Inaccurate MDS Documentation and Assessment
Summary
The facility failed to accurately complete the Minimum Data Set (MDS) for several residents, leading to uncommunicated needs for care and services. For Resident 28, the MDS lacked documentation of a fall that occurred on 12/10/23, despite the resident's history of falls and unsteady gait. The facility's fall notes confirmed the incident, but the MDS did not reflect this, indicating a failure in accurate record-keeping and assessment. Additionally, the MDS coding was based on incomplete information, as assessments were not completed on time, and the facility lacked a policy for MDS completion, relying solely on the Resident Assessment Instrument (RAI) manual as a reference. Resident 24's MDS also contained inaccuracies, particularly regarding the use of oxygen and mobility aids. The Annual MDS did not document the resident's use of oxygen, despite physician orders and observations confirming its use. Similarly, the Quarterly MDS failed to document the resident's use of a wheelchair or walker for mobility. These discrepancies highlight a significant gap in the facility's assessment and documentation processes, potentially leading to unmet care needs for the resident.
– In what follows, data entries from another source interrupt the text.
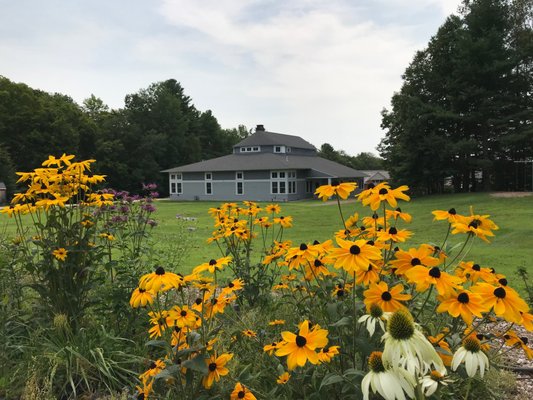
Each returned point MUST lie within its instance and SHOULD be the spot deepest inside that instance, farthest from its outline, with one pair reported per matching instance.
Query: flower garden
(89, 311)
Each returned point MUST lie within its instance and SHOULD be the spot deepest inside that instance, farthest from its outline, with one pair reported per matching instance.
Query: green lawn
(512, 247)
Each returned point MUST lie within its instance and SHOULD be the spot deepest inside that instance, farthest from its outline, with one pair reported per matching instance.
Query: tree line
(158, 128)
(464, 113)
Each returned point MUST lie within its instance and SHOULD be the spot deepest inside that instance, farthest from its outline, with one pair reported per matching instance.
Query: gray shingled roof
(264, 138)
(268, 161)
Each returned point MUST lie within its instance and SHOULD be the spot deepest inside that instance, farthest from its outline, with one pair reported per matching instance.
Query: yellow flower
(283, 378)
(216, 367)
(388, 300)
(141, 297)
(299, 348)
(60, 254)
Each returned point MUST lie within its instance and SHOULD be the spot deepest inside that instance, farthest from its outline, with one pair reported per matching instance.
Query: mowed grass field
(512, 246)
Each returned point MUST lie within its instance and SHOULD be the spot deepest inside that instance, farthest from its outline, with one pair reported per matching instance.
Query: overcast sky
(320, 69)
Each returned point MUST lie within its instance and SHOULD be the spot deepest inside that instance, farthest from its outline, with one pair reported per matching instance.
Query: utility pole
(527, 162)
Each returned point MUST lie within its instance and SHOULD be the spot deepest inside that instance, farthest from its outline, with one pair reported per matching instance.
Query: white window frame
(283, 180)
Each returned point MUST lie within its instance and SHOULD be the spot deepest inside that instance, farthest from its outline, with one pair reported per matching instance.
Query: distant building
(375, 177)
(3, 193)
(266, 166)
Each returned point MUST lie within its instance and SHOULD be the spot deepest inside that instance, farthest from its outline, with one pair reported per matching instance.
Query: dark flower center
(355, 250)
(386, 296)
(301, 341)
(415, 261)
(463, 298)
(434, 272)
(500, 293)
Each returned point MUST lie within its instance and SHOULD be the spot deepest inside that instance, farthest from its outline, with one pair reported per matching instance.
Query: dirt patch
(511, 194)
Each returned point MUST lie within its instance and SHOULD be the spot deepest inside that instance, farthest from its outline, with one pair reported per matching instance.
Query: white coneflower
(430, 383)
(472, 355)
(406, 346)
(389, 383)
(374, 317)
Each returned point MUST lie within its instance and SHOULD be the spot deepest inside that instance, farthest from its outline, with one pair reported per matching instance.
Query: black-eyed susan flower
(300, 348)
(273, 209)
(213, 265)
(327, 353)
(141, 297)
(241, 392)
(405, 260)
(407, 347)
(249, 333)
(423, 278)
(383, 192)
(465, 303)
(270, 348)
(160, 280)
(216, 368)
(284, 221)
(450, 215)
(505, 301)
(353, 255)
(393, 234)
(471, 354)
(60, 254)
(388, 300)
(342, 190)
(390, 383)
(398, 213)
(283, 378)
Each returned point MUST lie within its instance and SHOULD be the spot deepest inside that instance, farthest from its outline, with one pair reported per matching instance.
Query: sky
(319, 69)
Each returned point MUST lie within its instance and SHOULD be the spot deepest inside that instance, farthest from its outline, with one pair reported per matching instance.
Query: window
(175, 183)
(251, 149)
(282, 182)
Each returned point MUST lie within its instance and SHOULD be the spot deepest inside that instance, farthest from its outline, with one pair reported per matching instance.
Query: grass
(511, 248)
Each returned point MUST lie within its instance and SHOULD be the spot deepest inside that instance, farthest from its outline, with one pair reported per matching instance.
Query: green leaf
(196, 364)
(331, 379)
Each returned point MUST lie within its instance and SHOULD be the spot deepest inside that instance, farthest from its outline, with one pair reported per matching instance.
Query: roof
(270, 161)
(264, 138)
(376, 175)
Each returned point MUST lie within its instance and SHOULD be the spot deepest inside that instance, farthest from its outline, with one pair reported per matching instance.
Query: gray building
(266, 166)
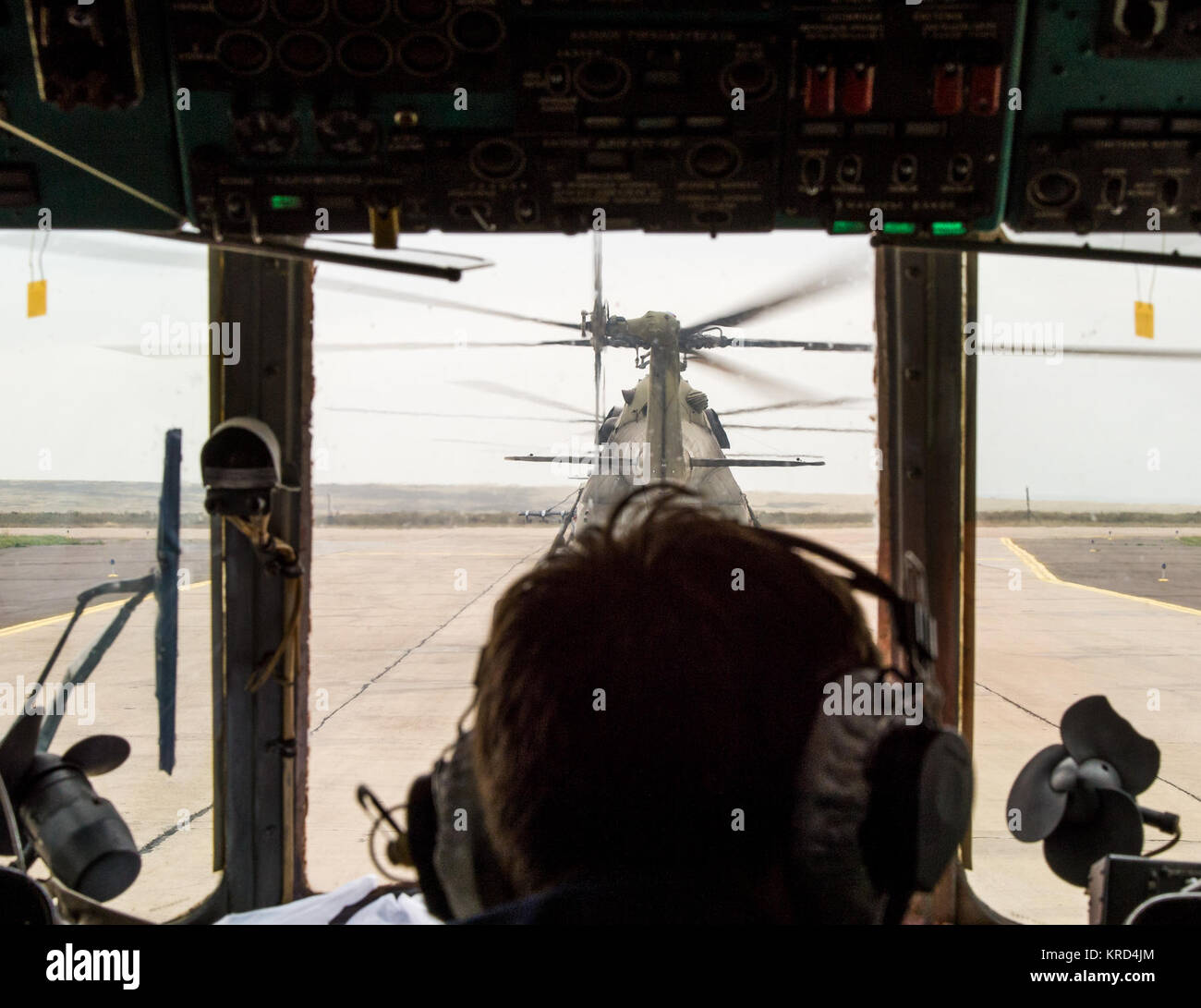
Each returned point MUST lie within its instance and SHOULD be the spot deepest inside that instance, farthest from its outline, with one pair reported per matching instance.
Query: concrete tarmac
(397, 619)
For Resident 25, the MDS and Care Area Assessments (CAAs) were incomplete and inaccurate, particularly concerning falls, urinary catheter use, and a contracture in the left hand. The MDS did not trigger a falls assessment, despite multiple documented falls and a high-risk evaluation. The CAAs lacked analysis of findings, merely restating codes without addressing underlying issues. The care plan did not identify the resident's left-hand contracture, and there were no specific orders for safety or falls prevention. This lack of comprehensive assessment and accurate documentation could lead to negative psychosocial effects and uncommunicated needs for the resident.